Les autorités tanzaniennes ont inculpé 61 personnes pour des infractions liées au terrorisme après leur arrestation début juillet pour avoir prétendument appelé à manifester ou participé à des manifestations antigouvernementales. Cette mesure a suscité de vives critiques de la part du parti d’opposition Chadima, qui dénonce la criminalisation d’activités politiques légitimes et la violation des droits constitutionnels des citoyens. Dans un communiqué publié le 27 juillet, le parti a précisé que la majorité des personnes inculpées sont ses membres. Il a également indiqué qu’environ 70 autres personnes arrêtées durant la même période sont toujours en garde à vue, dans l’attente de leur inculpation.

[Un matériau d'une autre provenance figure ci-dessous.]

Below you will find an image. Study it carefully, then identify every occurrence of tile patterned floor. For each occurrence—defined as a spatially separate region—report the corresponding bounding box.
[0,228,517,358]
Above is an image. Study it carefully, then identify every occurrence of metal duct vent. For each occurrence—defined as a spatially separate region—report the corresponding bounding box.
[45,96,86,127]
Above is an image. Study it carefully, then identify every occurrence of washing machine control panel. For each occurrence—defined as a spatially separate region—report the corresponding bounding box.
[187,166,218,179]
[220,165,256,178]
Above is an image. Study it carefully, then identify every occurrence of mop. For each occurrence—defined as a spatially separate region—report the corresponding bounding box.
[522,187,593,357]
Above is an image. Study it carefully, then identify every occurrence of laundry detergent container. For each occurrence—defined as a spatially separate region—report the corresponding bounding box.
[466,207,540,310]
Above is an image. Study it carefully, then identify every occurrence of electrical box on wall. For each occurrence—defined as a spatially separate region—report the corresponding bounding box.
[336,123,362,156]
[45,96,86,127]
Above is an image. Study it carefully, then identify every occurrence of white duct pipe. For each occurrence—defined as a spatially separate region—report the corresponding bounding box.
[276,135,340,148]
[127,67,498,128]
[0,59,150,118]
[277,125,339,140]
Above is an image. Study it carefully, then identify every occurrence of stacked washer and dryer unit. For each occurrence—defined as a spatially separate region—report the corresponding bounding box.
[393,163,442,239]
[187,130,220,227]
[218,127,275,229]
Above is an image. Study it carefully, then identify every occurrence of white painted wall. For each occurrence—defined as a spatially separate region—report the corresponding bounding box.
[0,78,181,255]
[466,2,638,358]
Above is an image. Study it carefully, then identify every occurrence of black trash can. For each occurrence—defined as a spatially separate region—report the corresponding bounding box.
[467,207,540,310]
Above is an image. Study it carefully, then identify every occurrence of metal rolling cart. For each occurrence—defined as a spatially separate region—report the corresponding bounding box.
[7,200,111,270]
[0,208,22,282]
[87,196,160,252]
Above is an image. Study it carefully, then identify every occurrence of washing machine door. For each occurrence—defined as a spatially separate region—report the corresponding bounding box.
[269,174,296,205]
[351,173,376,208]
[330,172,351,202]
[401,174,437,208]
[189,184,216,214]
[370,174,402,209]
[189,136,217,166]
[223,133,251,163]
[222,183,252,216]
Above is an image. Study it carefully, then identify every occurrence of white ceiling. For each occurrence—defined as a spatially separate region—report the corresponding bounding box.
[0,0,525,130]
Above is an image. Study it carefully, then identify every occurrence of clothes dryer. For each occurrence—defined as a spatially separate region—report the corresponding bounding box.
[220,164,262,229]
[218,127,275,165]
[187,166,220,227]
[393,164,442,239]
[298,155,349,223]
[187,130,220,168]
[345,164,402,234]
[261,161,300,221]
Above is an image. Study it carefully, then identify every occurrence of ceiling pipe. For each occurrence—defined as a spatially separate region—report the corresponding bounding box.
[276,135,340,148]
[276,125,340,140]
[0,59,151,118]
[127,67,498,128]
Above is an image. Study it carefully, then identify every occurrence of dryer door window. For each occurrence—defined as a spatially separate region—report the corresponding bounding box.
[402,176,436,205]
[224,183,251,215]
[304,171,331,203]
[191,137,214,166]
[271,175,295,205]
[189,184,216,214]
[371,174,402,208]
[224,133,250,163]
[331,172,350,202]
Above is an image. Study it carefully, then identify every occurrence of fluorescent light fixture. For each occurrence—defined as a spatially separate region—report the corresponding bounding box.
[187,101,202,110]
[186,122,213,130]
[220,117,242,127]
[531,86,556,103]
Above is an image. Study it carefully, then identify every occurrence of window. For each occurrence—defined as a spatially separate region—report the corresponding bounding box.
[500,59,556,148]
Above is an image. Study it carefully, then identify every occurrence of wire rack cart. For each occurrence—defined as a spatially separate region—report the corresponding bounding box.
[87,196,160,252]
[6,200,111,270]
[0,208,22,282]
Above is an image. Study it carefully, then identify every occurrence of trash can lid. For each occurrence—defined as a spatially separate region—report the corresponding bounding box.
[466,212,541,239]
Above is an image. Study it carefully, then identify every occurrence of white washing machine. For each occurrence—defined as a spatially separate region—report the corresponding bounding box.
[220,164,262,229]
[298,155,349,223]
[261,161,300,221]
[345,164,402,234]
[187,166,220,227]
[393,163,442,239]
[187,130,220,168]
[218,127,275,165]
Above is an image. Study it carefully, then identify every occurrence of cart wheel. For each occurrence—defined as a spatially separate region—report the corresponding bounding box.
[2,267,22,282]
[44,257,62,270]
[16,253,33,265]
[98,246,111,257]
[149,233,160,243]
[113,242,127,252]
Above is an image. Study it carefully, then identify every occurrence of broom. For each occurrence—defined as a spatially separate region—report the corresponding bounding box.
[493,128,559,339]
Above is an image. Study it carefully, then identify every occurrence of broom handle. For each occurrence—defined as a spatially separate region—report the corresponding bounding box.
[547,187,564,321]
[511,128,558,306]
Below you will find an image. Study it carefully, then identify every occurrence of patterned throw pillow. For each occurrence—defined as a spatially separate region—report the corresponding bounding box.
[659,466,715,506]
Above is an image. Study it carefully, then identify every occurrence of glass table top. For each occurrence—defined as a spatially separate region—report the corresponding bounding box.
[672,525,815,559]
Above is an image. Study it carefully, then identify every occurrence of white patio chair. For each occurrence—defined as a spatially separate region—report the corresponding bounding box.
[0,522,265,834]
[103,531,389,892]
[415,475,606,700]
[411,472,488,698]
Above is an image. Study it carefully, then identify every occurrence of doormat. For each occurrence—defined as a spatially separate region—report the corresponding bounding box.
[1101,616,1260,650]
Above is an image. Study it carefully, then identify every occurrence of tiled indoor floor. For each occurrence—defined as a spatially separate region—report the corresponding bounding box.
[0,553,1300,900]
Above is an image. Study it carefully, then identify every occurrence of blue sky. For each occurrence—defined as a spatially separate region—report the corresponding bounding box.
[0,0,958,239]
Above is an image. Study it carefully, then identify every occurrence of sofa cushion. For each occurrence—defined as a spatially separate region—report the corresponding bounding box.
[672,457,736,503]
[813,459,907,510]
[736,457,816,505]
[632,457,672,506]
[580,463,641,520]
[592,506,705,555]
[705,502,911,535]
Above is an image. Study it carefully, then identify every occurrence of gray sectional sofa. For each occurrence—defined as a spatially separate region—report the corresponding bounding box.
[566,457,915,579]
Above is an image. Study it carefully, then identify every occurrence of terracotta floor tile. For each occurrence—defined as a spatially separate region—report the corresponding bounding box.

L’opposition avait appelé à manifester le 7 juillet, jour férié national connu en Tanzanie sous le nom de « Saba Saba » (07/07 en swahili), commémorant la fondation de l’Union nationale africaine du Tanganyika (TANU) en 1954, dirigée par Julius Nyerere, le parti qui a mené le pays à l’indépendance. Bien que les autorités n’aient pas interdit officiellement les manifestations, l’important dispositif de sécurité déployé avant les rassemblements prévus a suscité une peur généralisée au sein de la population et a contribué à empêcher les grands rassemblements. Deux jours après les manifestations prévues, la police a annoncé l’arrestation de 130 personnes, les accusant d’avoir planifié ou incité à des actes criminels en diffusant des messages relatifs aux manifestations. Plus tard, plusieurs des personnes détenues ont été inculpées de terrorisme, une accusation fermement rejetée par le parti Chadima, qui a affirmé que « participer à une manifestation ou tenter d’y participer ne saurait être considéré comme un acte de terrorisme ; il s’agit d’un droit garanti par la Constitution, et les autorités tentent aujourd’hui de le criminaliser ».
Ces événements surviennent dans un contexte de critiques croissantes à l’égard de la répression gouvernementale contre l’opposition, plusieurs mois après les élections générales du 29 octobre 2015, qui avaient déclenché d’importantes manifestations contre des allégations de fraude électorale avant d’être dispersées par la force par les forces de sécurité, le président Samia Suluhu Hassan a revendiqué la victoire à l’élection présidentielle avec 98 % des voix.